Esta valoración tan positiva del teletrabajo ha ocasionado también una corriente de opinión que se dirige a pensar que, a partir de ahora, ya no es necesario ir a la oficina y que sobran la mayoría de las reuniones presenciales. Esto es aventurado y la evolución quizás nos demuestre que erróneo. Las empresas empiezan a percibir que los empleados desean volver a la oficina e incluir en su rutina la asistencia presencial. Quizás con más flexibilidad y menos tiempo semanal que antes, pero lo echan de menos. Esta es una prueba de lo necesario que es el equilibrio entre el trabajo presencial y virtual.

Otra prueba es la percepción de los clientes. En una encuesta que hemos desarrollado a nuestros clientes para conocer su percepción sobre el trabajo desarrollado por nuestros consultores durante la pandemia y el reto del teletrabajo, la inmensa mayoría ha considerado que el teletrabajo ha mejorado la experiencia y afirman haberse sentido especialmente apoyado. Además consideran que los resultados obtenidos son tan buenos o mejores, así como la disponibilidad del equipo, la flexibilidad y capacidad de reacción, la proactividad y la creatividad. Incluso nos han dicho que las reuniones virtuales deben primar en el futuro para optimizar tiempos!

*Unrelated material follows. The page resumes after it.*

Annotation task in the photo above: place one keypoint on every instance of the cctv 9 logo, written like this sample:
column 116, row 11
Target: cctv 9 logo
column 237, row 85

Estos resultados demuestran la positiva valoración del trabajo virtual pero también hemos notado en comentarios y valoraciones de muchos clientes lo que para nosotros es clave, al igual que para todas las empresas de servicios o que tengan una relación cercana y de valor con sus clientes: esta nueva dinámica no debe reducir la humanización de la relación y todos los elementos positivos que aporta una relación no virtual con el cliente (y con empleados, proveedores y otros stakeholders). Es decir, que el teletrabajo haya llegado para quedarse de forma generalizada sí, pero que eso no implique que las relaciones personales se reduzcan en calidad. Al revés, saber balancear relación virtual-presencial es la clave y que estas últimas se produzcan cuando el momento, el tema a tratar, la situación y la dinámica lo requieran.